Sostenibilidad
Gases de efecto invernadero – Identificando y reutilizando el metano

Los gases de efecto invernadero son extremadamente importantes para hacer que nuestro planeta sea habitable. Sin embargo, la alta concentración de estos gases que atrapan el calor está elevando significativamente la temperatura de la superficie terrestre, lo que conduce al calentamiento global y al cambio climático.
Mientras que el dióxido de carbono es el gas de efecto invernadero antropogénico más importante, el metano (CH4) es mucho más potente. Este gas, comparativamente de corta duración, atrapa 80 veces más calor que el CO2 en un período de dos décadas. Según el Programa de las Naciones Unidas para el Medio Ambiente, desde la época preindustrial, el metano ha representado aproximadamente el 30 % del cambio climático.
Este segundo gas de efecto invernadero más abundante es el componente principal del gas natural y del biogás.
El metano es incoloro, inodoro y altamente inflamable. El metano natural se encuentra bajo tierra, siendo los humedales su mayor fuente. También se encuentra bajo el lecho marino, bajo el hielo antártico y en los océanos. Este gas también es producido por volcanes y por la descomposición de materia vegetal y animal.
Un importante contribuyente a la liberación de metano al medio ambiente son las actividades humanas, que incluyen vertederos, actividades agrícolas, ganado, estiércol, minería de carbón y producción de petróleo y gas.
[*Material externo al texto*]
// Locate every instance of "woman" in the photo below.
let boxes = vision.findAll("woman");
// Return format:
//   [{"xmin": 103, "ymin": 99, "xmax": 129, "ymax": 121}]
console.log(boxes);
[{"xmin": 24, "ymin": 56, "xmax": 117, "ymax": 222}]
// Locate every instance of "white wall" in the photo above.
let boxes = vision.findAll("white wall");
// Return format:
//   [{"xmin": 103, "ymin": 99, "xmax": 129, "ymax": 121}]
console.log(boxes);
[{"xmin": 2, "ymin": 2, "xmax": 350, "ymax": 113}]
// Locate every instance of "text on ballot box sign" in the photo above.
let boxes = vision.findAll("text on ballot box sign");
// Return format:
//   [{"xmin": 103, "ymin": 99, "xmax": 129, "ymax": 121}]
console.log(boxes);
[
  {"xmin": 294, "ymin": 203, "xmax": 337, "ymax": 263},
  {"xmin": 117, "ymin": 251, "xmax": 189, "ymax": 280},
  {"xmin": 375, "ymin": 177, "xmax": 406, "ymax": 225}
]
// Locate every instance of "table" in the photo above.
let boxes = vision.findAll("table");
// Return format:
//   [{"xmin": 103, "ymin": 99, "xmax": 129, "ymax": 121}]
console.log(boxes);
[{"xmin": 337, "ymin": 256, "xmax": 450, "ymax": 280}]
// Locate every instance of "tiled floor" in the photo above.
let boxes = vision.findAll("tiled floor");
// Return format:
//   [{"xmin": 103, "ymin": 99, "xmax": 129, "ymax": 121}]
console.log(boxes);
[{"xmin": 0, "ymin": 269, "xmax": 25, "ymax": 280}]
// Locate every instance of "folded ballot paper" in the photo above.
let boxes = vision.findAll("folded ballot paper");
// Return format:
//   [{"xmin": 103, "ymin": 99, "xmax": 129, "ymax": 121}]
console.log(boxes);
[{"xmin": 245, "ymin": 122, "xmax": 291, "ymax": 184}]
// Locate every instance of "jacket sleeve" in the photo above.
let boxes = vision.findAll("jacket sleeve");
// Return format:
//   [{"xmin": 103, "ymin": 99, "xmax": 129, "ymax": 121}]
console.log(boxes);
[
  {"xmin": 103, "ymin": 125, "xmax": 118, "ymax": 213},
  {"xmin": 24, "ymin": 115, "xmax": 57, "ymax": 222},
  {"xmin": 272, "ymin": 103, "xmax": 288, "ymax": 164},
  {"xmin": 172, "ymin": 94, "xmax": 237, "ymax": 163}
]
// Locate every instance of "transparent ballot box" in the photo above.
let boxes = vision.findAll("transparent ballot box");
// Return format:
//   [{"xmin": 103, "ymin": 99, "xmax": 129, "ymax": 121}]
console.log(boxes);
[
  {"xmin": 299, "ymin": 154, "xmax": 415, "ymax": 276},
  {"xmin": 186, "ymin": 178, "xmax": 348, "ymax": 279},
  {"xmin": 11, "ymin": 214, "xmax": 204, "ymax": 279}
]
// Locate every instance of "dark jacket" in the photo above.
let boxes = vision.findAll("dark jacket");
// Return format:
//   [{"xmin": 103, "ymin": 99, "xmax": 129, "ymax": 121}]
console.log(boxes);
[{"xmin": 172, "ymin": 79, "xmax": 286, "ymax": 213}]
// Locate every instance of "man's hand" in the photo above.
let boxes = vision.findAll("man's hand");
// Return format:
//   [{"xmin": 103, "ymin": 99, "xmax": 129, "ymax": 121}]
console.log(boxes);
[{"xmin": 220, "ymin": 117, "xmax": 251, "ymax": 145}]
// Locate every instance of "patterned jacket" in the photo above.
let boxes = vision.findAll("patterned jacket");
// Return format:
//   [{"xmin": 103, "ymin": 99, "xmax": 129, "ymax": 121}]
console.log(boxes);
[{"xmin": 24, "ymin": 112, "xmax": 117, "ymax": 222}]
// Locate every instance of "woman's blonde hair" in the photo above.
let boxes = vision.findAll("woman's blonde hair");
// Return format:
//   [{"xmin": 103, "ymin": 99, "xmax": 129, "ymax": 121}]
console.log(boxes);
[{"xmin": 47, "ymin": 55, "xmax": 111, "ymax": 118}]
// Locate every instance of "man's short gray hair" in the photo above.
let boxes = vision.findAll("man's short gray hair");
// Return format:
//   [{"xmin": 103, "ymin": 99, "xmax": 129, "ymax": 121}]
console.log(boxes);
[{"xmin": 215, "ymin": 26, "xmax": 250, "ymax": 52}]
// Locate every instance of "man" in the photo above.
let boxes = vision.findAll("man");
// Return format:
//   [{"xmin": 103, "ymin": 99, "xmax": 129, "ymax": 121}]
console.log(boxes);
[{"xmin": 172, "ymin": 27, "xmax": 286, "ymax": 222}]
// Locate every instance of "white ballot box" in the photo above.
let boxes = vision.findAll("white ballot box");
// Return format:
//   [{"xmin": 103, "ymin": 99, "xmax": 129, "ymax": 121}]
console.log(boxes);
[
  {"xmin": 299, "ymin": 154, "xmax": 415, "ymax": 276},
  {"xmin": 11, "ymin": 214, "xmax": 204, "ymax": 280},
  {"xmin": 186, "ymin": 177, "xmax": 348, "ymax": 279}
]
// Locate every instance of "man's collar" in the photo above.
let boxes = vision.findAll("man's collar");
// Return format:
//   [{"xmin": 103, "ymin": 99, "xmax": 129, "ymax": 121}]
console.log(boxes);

Cuando se emite al aire, el metano reacciona de manera peligrosa. No solo libera emisiones de dióxido de carbono mediante oxidación, sino que también contribuye a la formación del ozono. De esta forma, disminuye la calidad del aire, provocando muertes prematuras en humanos, reducción de los rendimientos de los cultivos y problemas de salud en los animales.
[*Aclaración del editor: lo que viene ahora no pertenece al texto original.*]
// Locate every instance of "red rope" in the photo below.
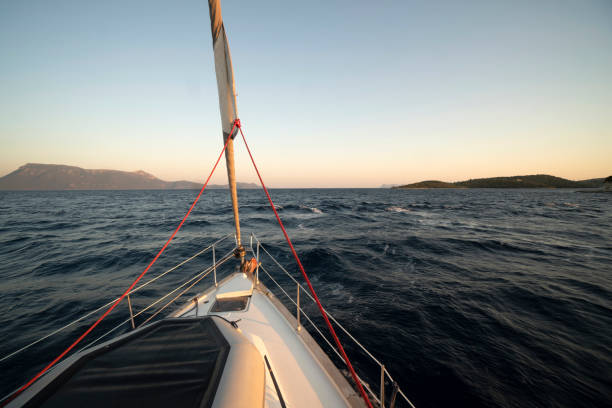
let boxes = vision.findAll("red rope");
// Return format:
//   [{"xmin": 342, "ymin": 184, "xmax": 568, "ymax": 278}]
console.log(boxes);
[
  {"xmin": 238, "ymin": 124, "xmax": 372, "ymax": 408},
  {"xmin": 0, "ymin": 122, "xmax": 239, "ymax": 407}
]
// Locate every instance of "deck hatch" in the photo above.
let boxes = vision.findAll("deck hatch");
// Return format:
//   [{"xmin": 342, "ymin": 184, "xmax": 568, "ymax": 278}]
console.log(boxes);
[
  {"xmin": 25, "ymin": 318, "xmax": 230, "ymax": 408},
  {"xmin": 210, "ymin": 296, "xmax": 250, "ymax": 313}
]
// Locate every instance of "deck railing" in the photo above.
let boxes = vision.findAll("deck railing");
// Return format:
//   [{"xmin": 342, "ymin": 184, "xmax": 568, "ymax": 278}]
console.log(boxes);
[
  {"xmin": 249, "ymin": 234, "xmax": 415, "ymax": 408},
  {"xmin": 0, "ymin": 234, "xmax": 414, "ymax": 408}
]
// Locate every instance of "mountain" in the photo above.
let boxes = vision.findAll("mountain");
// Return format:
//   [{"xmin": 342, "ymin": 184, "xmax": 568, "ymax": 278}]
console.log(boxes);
[
  {"xmin": 394, "ymin": 174, "xmax": 604, "ymax": 188},
  {"xmin": 0, "ymin": 163, "xmax": 257, "ymax": 190}
]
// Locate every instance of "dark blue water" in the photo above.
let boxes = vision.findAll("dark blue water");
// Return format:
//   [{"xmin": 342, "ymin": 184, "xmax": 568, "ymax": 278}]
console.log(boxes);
[{"xmin": 0, "ymin": 189, "xmax": 612, "ymax": 407}]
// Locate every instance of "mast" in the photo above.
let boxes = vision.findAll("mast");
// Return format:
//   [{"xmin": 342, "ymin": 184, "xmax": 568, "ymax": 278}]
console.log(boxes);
[{"xmin": 208, "ymin": 0, "xmax": 245, "ymax": 261}]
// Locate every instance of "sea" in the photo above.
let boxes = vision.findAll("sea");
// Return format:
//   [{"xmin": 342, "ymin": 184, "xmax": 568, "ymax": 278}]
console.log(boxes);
[{"xmin": 0, "ymin": 189, "xmax": 612, "ymax": 408}]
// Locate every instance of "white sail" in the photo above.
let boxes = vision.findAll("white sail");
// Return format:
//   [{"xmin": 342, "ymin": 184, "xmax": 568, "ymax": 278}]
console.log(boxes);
[{"xmin": 208, "ymin": 0, "xmax": 244, "ymax": 249}]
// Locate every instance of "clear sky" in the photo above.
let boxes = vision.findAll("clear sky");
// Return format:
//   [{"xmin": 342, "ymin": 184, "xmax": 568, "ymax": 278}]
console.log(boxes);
[{"xmin": 0, "ymin": 0, "xmax": 612, "ymax": 187}]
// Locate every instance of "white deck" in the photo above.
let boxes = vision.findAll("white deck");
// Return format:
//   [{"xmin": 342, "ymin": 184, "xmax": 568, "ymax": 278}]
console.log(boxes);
[{"xmin": 174, "ymin": 274, "xmax": 359, "ymax": 408}]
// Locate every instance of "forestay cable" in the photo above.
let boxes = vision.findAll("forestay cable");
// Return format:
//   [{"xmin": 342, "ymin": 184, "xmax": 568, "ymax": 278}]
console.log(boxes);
[
  {"xmin": 0, "ymin": 122, "xmax": 237, "ymax": 407},
  {"xmin": 234, "ymin": 120, "xmax": 372, "ymax": 408}
]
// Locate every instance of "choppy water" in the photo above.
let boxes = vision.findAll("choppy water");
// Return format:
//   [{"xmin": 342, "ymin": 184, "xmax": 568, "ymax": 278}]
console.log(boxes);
[{"xmin": 0, "ymin": 189, "xmax": 612, "ymax": 408}]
En los humanos, este potente gas de efecto invernadero también puede causar problemas como asma, enfermedades cardiovasculares y mayor riesgo de accidente cerebrovascular. La intoxicación por gas metano, por su parte, puede provocar asfixia.
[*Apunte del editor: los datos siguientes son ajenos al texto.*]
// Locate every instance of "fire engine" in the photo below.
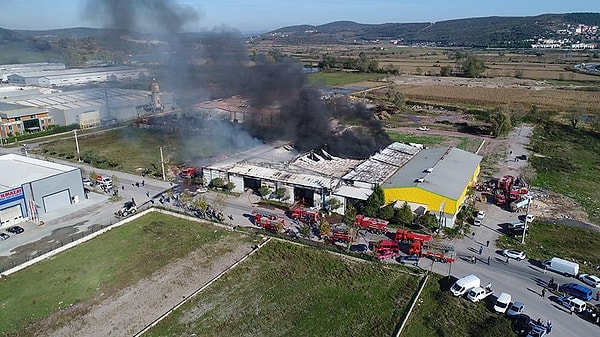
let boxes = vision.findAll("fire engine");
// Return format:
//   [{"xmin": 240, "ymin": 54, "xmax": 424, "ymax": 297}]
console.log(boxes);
[
  {"xmin": 373, "ymin": 240, "xmax": 400, "ymax": 260},
  {"xmin": 323, "ymin": 224, "xmax": 354, "ymax": 243},
  {"xmin": 292, "ymin": 207, "xmax": 321, "ymax": 223},
  {"xmin": 254, "ymin": 213, "xmax": 285, "ymax": 232},
  {"xmin": 354, "ymin": 214, "xmax": 389, "ymax": 234},
  {"xmin": 394, "ymin": 228, "xmax": 433, "ymax": 255},
  {"xmin": 181, "ymin": 167, "xmax": 198, "ymax": 179}
]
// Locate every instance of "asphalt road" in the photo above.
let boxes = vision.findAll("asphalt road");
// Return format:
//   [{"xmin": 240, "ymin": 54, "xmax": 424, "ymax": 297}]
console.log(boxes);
[{"xmin": 0, "ymin": 131, "xmax": 600, "ymax": 337}]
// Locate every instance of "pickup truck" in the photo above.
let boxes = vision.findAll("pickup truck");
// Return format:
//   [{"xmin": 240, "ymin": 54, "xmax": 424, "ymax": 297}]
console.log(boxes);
[{"xmin": 467, "ymin": 287, "xmax": 494, "ymax": 302}]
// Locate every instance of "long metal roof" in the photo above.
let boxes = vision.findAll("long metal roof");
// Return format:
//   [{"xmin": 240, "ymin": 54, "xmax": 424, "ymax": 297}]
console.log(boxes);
[
  {"xmin": 384, "ymin": 147, "xmax": 482, "ymax": 200},
  {"xmin": 6, "ymin": 66, "xmax": 138, "ymax": 78},
  {"xmin": 14, "ymin": 88, "xmax": 150, "ymax": 110},
  {"xmin": 226, "ymin": 163, "xmax": 339, "ymax": 189},
  {"xmin": 0, "ymin": 103, "xmax": 48, "ymax": 118},
  {"xmin": 343, "ymin": 142, "xmax": 423, "ymax": 185},
  {"xmin": 0, "ymin": 153, "xmax": 79, "ymax": 190}
]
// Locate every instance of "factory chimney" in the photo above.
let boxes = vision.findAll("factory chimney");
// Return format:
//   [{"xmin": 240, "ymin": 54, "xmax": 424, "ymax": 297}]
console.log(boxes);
[{"xmin": 150, "ymin": 79, "xmax": 163, "ymax": 112}]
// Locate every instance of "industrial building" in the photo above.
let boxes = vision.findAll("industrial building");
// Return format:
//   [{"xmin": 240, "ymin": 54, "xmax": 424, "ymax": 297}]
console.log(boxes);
[
  {"xmin": 0, "ymin": 103, "xmax": 54, "ymax": 139},
  {"xmin": 0, "ymin": 62, "xmax": 66, "ymax": 82},
  {"xmin": 381, "ymin": 147, "xmax": 482, "ymax": 227},
  {"xmin": 11, "ymin": 86, "xmax": 173, "ymax": 129},
  {"xmin": 0, "ymin": 154, "xmax": 85, "ymax": 228},
  {"xmin": 203, "ymin": 143, "xmax": 482, "ymax": 227},
  {"xmin": 7, "ymin": 66, "xmax": 148, "ymax": 88}
]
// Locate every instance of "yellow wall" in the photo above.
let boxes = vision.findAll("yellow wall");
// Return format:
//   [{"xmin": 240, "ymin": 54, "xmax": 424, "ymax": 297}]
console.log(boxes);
[{"xmin": 383, "ymin": 165, "xmax": 480, "ymax": 214}]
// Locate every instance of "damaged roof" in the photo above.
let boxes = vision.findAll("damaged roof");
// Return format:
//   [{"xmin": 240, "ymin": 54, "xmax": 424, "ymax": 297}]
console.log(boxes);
[{"xmin": 384, "ymin": 147, "xmax": 483, "ymax": 200}]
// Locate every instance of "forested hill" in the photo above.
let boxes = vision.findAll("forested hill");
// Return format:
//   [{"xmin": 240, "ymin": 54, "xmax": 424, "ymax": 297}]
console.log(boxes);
[{"xmin": 254, "ymin": 13, "xmax": 600, "ymax": 47}]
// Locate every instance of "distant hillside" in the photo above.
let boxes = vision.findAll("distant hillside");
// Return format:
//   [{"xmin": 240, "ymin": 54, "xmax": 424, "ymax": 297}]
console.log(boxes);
[{"xmin": 254, "ymin": 13, "xmax": 600, "ymax": 47}]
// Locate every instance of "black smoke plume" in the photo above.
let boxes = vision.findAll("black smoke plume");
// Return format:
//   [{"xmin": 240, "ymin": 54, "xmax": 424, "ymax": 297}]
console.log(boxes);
[
  {"xmin": 88, "ymin": 0, "xmax": 391, "ymax": 158},
  {"xmin": 86, "ymin": 0, "xmax": 200, "ymax": 34}
]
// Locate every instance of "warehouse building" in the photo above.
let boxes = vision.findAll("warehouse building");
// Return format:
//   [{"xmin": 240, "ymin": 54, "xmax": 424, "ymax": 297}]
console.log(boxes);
[
  {"xmin": 203, "ymin": 142, "xmax": 482, "ymax": 227},
  {"xmin": 12, "ymin": 88, "xmax": 173, "ymax": 129},
  {"xmin": 381, "ymin": 147, "xmax": 482, "ymax": 227},
  {"xmin": 0, "ymin": 103, "xmax": 54, "ymax": 139},
  {"xmin": 0, "ymin": 62, "xmax": 66, "ymax": 82},
  {"xmin": 0, "ymin": 154, "xmax": 85, "ymax": 228},
  {"xmin": 7, "ymin": 66, "xmax": 148, "ymax": 88}
]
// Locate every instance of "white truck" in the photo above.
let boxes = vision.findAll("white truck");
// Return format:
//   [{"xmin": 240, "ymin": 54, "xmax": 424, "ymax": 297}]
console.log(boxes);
[
  {"xmin": 542, "ymin": 257, "xmax": 579, "ymax": 277},
  {"xmin": 450, "ymin": 275, "xmax": 481, "ymax": 296},
  {"xmin": 467, "ymin": 287, "xmax": 494, "ymax": 302}
]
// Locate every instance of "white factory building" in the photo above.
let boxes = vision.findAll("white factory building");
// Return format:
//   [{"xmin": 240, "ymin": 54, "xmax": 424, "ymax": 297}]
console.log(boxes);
[
  {"xmin": 6, "ymin": 88, "xmax": 173, "ymax": 129},
  {"xmin": 0, "ymin": 154, "xmax": 85, "ymax": 228},
  {"xmin": 0, "ymin": 62, "xmax": 66, "ymax": 82},
  {"xmin": 7, "ymin": 66, "xmax": 148, "ymax": 88}
]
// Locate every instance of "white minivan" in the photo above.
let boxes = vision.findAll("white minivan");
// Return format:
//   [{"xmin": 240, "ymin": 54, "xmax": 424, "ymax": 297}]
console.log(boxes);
[
  {"xmin": 494, "ymin": 293, "xmax": 511, "ymax": 314},
  {"xmin": 450, "ymin": 275, "xmax": 481, "ymax": 296}
]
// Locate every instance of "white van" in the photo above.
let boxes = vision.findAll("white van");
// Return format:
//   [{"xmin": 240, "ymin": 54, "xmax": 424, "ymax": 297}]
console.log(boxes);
[
  {"xmin": 542, "ymin": 257, "xmax": 579, "ymax": 277},
  {"xmin": 450, "ymin": 275, "xmax": 481, "ymax": 296},
  {"xmin": 96, "ymin": 176, "xmax": 112, "ymax": 189},
  {"xmin": 558, "ymin": 296, "xmax": 585, "ymax": 312},
  {"xmin": 494, "ymin": 293, "xmax": 512, "ymax": 314}
]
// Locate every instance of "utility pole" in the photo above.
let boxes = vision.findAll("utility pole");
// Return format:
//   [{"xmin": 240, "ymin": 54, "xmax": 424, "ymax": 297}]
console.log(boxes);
[
  {"xmin": 73, "ymin": 129, "xmax": 81, "ymax": 162},
  {"xmin": 160, "ymin": 146, "xmax": 167, "ymax": 181},
  {"xmin": 521, "ymin": 198, "xmax": 532, "ymax": 245}
]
Altos niveles de metano también pueden causar problemas como pérdida de memoria, habla arrastrada, náuseas, enrojecimiento, dolor de cabeza, vómitos, cambios de humor y problemas de visión. Además, el contacto con metano licuado liberado bajo presión puede provocar congelación.
Dado el efecto nocivo del metano, se ha puesto un mayor énfasis en cuantificar mejor y reducir drásticamente la contaminación por metano para prevenir los peores impactos climáticos.
Emisiones de metano provenientes del estiércol mucho mayores
El ganado de granja es una fuente destacada de emisiones de metano provenientes de la agricultura. Según la estimación actual del Panel Intergubernamental sobre Cambio Climático (IPCC), representa entre el 12 % y el 14,5 % de todas las emisiones de gases de efecto invernadero inducidas por el ser humano.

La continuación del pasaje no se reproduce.